### PROBLEM LINK:

**Editorialist:** Vivek Hamirvasia

### DIFFICULTY:

EASY-MEDIUM

### PREREQUISITES:

Dynamic Programming.

### PROBLEM:

Given the first **N** natural numbers, we need to find the number of ways to arrange them such that only **K** of them are visible from left to right. A number is visible if there is no number greater than it, to the left of it.

### EXPLANATION:

This can be solved with dynamic programming where

DP[i][j] = number of ways to place the first **i** numbers in position **1** to **i** such that **j** of them are visible.

At every position **i**, we can choose to place the largest number **i**, or any of the number from **1** to **i-1**. Thus DP[N][K] is the required answer.

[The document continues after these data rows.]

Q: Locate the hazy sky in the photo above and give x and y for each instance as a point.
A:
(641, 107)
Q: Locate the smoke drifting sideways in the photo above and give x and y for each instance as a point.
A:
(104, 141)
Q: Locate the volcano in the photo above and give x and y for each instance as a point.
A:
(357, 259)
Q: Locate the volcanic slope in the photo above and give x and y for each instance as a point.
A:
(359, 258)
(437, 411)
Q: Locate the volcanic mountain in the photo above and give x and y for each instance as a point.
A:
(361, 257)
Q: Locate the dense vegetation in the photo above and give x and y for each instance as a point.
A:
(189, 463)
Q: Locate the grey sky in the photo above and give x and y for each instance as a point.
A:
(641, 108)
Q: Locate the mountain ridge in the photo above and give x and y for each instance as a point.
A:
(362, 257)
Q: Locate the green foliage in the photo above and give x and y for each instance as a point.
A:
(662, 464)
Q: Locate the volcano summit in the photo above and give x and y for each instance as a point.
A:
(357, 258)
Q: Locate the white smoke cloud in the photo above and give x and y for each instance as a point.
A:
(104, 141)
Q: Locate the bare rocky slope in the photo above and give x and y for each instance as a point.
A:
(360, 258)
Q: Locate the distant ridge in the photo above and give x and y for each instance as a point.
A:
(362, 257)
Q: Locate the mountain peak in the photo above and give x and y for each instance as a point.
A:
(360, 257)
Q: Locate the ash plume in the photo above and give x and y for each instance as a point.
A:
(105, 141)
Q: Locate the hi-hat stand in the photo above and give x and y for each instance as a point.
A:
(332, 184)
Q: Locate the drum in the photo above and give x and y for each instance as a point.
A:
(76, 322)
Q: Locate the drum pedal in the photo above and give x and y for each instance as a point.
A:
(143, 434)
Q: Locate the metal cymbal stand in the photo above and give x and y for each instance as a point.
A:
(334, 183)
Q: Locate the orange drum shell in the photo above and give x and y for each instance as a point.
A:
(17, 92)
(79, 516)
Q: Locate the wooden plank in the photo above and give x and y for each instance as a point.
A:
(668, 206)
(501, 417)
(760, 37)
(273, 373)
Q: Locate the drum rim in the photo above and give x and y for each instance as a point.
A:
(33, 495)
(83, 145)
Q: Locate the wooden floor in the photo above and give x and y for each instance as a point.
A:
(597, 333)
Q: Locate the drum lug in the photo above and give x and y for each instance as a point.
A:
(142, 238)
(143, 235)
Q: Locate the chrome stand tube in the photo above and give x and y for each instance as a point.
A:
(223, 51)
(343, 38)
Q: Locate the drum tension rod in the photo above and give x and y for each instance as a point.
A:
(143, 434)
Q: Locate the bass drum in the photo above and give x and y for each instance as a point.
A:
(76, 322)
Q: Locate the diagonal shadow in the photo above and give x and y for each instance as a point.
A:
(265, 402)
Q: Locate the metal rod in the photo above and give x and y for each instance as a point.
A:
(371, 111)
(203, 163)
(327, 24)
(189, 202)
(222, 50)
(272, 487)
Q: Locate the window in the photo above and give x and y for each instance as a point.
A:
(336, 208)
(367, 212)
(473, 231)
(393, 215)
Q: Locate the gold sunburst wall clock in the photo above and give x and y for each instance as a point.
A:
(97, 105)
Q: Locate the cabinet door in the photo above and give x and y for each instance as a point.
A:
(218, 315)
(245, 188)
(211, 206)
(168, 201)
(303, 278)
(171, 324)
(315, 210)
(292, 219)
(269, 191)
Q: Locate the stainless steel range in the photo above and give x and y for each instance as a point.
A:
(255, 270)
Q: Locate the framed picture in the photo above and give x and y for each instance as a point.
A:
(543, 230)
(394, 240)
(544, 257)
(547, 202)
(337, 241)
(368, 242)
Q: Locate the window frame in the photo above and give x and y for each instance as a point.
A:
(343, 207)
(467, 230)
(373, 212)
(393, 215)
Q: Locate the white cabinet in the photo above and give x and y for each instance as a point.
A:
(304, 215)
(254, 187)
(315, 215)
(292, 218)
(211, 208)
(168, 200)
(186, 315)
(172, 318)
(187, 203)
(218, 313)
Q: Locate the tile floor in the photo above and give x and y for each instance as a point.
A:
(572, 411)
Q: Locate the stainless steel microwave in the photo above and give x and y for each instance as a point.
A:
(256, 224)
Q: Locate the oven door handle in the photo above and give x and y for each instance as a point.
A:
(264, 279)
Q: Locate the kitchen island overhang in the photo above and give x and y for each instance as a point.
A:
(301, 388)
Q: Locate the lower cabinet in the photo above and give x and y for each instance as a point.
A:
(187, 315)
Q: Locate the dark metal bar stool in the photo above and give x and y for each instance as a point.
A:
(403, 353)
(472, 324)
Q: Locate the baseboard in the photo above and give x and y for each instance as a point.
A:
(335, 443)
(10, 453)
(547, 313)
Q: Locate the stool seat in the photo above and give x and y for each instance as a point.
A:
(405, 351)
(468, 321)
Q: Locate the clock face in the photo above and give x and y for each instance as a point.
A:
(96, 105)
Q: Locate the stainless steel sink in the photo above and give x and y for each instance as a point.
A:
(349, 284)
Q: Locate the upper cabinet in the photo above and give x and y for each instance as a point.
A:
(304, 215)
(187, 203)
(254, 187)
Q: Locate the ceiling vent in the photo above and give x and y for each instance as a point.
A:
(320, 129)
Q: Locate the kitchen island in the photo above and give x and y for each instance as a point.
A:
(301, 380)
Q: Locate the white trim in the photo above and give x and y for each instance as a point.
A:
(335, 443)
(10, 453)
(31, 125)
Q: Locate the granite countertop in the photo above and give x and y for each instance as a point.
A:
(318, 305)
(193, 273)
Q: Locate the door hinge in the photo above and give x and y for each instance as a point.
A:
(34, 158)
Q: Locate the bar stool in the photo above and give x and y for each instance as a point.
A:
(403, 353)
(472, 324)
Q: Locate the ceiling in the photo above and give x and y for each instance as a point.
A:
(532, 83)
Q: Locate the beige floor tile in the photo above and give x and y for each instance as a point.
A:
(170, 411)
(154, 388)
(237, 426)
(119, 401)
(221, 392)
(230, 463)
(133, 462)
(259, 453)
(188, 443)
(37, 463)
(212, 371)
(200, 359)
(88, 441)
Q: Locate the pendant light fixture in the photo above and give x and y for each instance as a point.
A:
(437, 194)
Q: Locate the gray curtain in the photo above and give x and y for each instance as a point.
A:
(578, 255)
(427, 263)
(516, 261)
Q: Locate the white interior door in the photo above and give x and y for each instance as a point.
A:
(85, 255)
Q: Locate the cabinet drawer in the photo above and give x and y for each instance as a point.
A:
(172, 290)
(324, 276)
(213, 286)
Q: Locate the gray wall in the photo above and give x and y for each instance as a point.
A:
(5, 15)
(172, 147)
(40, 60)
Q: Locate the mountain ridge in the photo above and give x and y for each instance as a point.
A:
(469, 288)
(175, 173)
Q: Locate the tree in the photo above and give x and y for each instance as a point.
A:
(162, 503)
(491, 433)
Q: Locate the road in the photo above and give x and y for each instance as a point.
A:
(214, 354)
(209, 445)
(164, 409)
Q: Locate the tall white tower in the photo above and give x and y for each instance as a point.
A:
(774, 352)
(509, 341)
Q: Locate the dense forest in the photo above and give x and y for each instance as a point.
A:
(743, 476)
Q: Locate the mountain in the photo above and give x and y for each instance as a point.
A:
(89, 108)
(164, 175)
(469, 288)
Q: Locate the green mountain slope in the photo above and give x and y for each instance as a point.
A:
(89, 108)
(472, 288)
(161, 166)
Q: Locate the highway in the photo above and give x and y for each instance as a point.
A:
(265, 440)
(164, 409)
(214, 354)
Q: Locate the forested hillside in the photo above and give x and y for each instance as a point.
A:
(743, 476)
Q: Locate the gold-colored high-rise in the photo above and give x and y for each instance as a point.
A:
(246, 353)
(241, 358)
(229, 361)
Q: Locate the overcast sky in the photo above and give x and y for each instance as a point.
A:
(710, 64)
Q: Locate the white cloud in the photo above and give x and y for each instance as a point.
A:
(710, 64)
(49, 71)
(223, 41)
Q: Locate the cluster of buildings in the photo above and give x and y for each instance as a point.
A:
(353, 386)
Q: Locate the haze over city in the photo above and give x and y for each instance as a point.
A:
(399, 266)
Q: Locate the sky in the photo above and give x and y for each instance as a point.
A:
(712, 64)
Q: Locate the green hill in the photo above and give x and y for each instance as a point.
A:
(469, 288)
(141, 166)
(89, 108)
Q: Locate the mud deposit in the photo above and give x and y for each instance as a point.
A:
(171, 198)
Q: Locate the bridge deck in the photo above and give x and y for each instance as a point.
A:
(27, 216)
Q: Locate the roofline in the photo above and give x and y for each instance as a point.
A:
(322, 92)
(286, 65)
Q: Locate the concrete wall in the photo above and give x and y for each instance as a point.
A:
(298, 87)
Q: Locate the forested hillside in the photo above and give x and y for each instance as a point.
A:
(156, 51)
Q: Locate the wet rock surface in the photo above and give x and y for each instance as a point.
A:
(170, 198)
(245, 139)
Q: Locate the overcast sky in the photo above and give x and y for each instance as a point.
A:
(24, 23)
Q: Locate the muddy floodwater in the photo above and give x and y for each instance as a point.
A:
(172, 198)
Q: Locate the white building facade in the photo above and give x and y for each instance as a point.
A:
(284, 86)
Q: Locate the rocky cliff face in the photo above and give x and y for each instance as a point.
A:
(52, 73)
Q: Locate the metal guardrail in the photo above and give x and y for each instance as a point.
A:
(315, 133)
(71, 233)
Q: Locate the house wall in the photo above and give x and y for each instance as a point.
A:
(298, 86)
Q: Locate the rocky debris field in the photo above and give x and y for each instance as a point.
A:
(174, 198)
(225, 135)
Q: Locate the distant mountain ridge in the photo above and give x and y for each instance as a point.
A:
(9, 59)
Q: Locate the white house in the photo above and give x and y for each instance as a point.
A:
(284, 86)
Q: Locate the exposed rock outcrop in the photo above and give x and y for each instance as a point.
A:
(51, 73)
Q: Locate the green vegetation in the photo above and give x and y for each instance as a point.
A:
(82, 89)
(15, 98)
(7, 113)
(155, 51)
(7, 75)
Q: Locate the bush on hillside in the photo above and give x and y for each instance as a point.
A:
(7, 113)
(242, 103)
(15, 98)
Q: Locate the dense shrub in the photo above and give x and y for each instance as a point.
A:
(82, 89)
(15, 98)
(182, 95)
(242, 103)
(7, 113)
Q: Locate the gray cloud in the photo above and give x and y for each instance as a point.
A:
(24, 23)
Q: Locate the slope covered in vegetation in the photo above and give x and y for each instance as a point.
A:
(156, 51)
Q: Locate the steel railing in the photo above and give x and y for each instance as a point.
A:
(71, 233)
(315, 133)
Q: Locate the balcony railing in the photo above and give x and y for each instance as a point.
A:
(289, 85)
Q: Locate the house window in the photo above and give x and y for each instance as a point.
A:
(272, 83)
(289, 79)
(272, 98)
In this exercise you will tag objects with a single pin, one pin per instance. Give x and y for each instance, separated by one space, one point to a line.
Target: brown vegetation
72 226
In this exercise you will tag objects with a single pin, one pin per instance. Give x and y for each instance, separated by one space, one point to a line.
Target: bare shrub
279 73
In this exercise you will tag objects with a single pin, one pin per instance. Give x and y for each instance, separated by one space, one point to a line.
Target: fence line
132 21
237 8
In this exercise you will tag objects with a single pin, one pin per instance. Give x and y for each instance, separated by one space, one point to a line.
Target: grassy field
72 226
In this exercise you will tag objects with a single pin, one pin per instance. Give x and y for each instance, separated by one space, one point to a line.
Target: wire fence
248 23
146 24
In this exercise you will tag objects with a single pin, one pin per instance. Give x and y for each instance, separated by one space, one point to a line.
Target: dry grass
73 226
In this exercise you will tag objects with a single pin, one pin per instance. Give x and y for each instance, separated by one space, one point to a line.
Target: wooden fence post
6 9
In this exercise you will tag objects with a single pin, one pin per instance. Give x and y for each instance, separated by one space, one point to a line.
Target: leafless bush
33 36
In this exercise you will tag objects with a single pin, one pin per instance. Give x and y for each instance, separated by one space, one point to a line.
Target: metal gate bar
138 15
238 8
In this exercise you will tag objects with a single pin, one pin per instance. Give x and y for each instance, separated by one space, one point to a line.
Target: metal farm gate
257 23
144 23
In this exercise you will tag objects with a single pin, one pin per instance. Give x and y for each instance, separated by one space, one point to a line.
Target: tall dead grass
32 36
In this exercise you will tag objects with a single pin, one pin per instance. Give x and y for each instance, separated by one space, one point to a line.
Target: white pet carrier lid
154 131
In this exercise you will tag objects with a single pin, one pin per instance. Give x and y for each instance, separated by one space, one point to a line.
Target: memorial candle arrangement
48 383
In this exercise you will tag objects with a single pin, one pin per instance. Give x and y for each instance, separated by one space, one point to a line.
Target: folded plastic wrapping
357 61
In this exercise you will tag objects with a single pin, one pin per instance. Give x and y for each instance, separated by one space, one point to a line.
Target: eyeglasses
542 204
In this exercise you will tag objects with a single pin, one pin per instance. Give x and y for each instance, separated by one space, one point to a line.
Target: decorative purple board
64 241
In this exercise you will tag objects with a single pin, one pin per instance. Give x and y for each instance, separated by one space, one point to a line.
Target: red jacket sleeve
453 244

DP[i][j] = DP[i-1][j-1] + (i-1) * DP[i-1][j]

Placing the largest number **i** at position **i** will always make it visible and the problem reduces to finding the number of ways to place the first **i-1** numbers in position **1** to **i-1** such that **j-1** of them are visible.

While, placing any of the number from *1* to *i-1* on position *i*, makes that element not visible, and hence the problem reduces to to finding the number of ways to place the first *i-1* numbers in position *1* to *i-1* such that *j* of them are visible.

Hence, at every step, we can either place the largest number there or place any of the (i-1) smaller numbers there. In the first case, the largest number will be visible for sure and in the second case, the chosen number will not be visible for sure since at some point, the largest number will overshadow it.

Base Condition is DP[1][1] = 1.

We can precompute the DP for 1<=i<=1000 and 1<=j<=i and then answer each test case in O(1)

**Complexity** : **O(N ^{2})**